Politicians can provide leadership by shaping consensus and crafting solutions to our climate woes. Perhaps it’s time for Canada’s political leaders to take a page out of the New Zealand climate book.
Cities Stepping Up
The cities of London and New York are challenging other cities to join them with the divestment of their pension funds and other assets from fossil fuels. In a joint Op-ed featured in The Guardian, mayors Bill de Blasio (New York) and Sadiq Khan (London) are “calling on other cities to stand with us to divest their assets from fossil fuel companies.”
As members of the C40 Climate Leadership Group, London and New York will lead the Cities Divest/Invest forum, a global network that will “advocate for action on divestment and green investment.”

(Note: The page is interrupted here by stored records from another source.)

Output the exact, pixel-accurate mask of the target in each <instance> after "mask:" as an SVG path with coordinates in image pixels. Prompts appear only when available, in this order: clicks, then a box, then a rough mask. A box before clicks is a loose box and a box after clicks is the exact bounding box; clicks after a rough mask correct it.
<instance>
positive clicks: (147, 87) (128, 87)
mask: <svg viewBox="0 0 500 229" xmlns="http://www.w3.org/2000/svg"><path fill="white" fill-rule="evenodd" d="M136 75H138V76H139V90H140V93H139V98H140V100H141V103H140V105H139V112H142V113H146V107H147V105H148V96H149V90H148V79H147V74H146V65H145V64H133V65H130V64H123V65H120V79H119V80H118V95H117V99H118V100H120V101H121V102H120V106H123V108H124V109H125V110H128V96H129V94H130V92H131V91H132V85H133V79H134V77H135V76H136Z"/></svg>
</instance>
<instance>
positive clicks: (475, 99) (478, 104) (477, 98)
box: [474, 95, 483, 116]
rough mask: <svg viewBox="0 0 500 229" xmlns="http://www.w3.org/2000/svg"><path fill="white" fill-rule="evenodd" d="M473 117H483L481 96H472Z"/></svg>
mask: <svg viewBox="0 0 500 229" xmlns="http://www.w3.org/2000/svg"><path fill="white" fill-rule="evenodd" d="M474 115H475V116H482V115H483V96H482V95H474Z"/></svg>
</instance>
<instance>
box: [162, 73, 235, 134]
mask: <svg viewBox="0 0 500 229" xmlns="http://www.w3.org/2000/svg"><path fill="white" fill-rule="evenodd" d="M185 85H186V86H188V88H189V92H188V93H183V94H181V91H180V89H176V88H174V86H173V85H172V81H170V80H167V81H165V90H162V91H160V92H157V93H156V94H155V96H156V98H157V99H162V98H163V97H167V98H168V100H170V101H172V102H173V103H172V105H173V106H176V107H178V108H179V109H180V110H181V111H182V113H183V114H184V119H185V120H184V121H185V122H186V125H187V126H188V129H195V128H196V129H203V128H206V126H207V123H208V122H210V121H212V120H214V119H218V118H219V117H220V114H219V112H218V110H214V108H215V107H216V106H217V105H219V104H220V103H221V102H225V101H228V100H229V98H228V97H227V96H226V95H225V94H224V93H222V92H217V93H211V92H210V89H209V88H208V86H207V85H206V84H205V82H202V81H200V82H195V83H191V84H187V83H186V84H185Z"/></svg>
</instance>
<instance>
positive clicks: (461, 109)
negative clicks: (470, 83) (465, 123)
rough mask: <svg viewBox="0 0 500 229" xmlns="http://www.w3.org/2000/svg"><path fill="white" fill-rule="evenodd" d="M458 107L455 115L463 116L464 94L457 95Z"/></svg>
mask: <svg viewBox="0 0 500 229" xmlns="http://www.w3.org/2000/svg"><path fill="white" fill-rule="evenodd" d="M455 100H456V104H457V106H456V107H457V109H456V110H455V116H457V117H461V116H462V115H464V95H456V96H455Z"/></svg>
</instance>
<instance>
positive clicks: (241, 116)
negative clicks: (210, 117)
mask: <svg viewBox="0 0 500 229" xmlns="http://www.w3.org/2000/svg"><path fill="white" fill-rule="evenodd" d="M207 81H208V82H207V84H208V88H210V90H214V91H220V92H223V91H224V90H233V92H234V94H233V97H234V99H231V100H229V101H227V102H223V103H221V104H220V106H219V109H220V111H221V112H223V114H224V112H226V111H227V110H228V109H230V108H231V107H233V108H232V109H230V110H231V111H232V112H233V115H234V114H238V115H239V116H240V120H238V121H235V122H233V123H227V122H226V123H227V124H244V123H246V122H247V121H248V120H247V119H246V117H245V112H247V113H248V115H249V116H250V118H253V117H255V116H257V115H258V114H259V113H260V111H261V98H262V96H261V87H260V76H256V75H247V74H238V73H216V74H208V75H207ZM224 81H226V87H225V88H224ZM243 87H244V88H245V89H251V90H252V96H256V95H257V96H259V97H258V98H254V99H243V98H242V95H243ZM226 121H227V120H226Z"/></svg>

Both cities are also stepping up their green investments. New York has “increased its solar-energy capacity six-fold since 2013 and is investing $2.7bn in energy-efficiency projects that save residents money and cut emissions. City government now has more than 1,200 electric vehicles and 500 charging stations,” say de Blasio and Khan in their opinion piece. They want to “send a clear message to the fossil fuel industry: change your ways now and join us in tackling climate change.”
California Makes Climate History
At the start of the Global Climate Action Summit, California Governor Jerry Brown made a stunning announcement by signing executive order B-55-18 committing his state to full economy-wide carbon neutrality by 2045. “This is the holy grail of climate policy: a large, modern economy getting to zero net carbon…the most significant carbon policy commitment ever. Anywhere. Period,” writes David Roberts in his recent Vox article. California is the world’s fifth largest economy.
Although Executive Orders are not legally binding and could easily be reversed by a future Governor folding under pressure from the fossils, they do set down a marker for climate and energy policy going forward. Previous orders issued by Governor Arnold Schwarzenegger (2005) and Governor Brown (2015) served as rallying points that established the progressive climate policymaking that makes California the leading climate policy jurisdiction in the world.
Ocean Clean-Up System
A ship has left San Francisco for a 1200-nautical mile mission to begin the cleanup of the Great Pacific Garbage Patch. The goal is to remove 50% of the estimated 80,000 tonnes of plastic (in the next 5 years) which has been accumulating in the patch since the 1960s. The Ocean Cleanup project was founded in 2013.
The Ocean Cleanup
Published on Mar 22, 2018
The Great Pacific Garbage Patch is the largest accumulation of ocean plastic in the world and is located between Hawaii and California. Scientists of The Ocean Cleanup Foundation have conducted the most extensive analysis ever of this area.
France Bans all Neonicotinoid Pesticides
France has become the first country to ban all uses of neonicotinoid pesticides in an effort to protect its declining bee population. A study by the Intergovernmental Science-Policy Platform on Biodiversity and Ecosystem Services (IPBES) reports that at least 75% of the world’s crops rely on pollination by some 20,000 species of wild bees. In addition to food crops, bees and other pollinators also contribute to crops used in animal foods, biofuels and fibers.